Male C57BL/6J mice were intraperitoneally injected with sodium iodate (NaIO3) (50 mg/kg) to induce RPE permeabilization. Controls consisted of uninjected mice. Control and NaIO3-treated mice were imaged at 24, 72, and 96 hours post-injection using a Micron III Retinal Imaging System. Fluorescein angiography was performed to document retinal vascular permeability using 0.002 mL of AK-FLUOR® 10% (100 mg/mL) injected intraperitoneally two minutes prior to imaging. For infections, control and NaIO3-treated groups were intravenously injected with 10^8 colony forming units (CFU) of the clinical K. pneumoniae strain KLP02, or S. aureus strain 8325-4, 24 hours following NaIO3 treatment. At 96 hours post-infection, eyes were analyzed by slit lamp biomicroscopy and harvested for bacterial counts.
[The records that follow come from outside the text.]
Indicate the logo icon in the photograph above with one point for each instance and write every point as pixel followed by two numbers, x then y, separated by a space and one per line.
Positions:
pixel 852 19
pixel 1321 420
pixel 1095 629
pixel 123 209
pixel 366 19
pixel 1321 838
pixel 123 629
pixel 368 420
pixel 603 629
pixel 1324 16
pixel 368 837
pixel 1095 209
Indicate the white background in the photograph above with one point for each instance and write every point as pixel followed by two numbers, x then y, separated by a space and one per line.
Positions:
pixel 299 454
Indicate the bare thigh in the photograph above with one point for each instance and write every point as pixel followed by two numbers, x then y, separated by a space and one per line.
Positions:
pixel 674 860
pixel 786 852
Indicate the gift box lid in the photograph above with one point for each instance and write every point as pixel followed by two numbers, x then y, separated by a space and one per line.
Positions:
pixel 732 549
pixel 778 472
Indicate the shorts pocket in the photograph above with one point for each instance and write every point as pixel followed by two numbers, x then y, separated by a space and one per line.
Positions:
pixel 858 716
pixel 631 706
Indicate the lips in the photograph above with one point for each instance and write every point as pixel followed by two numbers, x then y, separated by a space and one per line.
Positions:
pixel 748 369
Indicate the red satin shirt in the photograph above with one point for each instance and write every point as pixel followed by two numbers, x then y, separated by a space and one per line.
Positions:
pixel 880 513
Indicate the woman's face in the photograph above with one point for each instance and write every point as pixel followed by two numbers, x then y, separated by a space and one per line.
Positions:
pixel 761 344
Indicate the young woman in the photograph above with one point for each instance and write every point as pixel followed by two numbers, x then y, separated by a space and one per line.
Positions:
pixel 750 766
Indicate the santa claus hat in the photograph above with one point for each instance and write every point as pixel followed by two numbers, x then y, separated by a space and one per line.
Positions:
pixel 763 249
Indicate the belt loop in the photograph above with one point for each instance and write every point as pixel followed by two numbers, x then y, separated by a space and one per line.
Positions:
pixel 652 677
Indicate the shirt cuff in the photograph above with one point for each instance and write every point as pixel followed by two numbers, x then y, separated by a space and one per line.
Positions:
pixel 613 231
Maximum permeability of the RPE was observed at 24 hours post-NaIO3 injection. At 96 hours post-infection, 3 of 10 NaIO3-treated mice and 0 of 10 control mice infected with K. pneumoniae developed EBE. The mean CFU per eye among the NaIO3-treated mice was 3.04x10^2 (±3.42x10^2). Six of 10 RPE permeabilized mice and 2 of 10 control mice infected with S. aureus developed EBE. The mean CFU per eye for the NaIO3-treated mice was 2.72×10^2 (±3.12x10^2) and for the control mice was 2.48×10^2 (±2.77x10^2). RPE permeabilization resulted in a 30% K. pneumoniae and 60% S. aureus EBE incidence.
The results demonstrate a correlation between NaIO3-induced RPE dysfunction and an increase in EBE incidence, supporting the hypothesis that the permeability of the RPE is a potential mechanism by which EBE develops. Further, the incidence of S. aureus EBE was higher than the incidence of K. pneumoniae EBE in NaIO3-treated mice, suggesting that S. aureus is more virulent in this model than K. pneumoniae. The fact that EBE developed in control mice infected with S. aureus suggests a different mechanism for EBE with this organism. Future studies will continue to explore the relationship between changes in vascular permeability in underlying diseases and the development of EBE.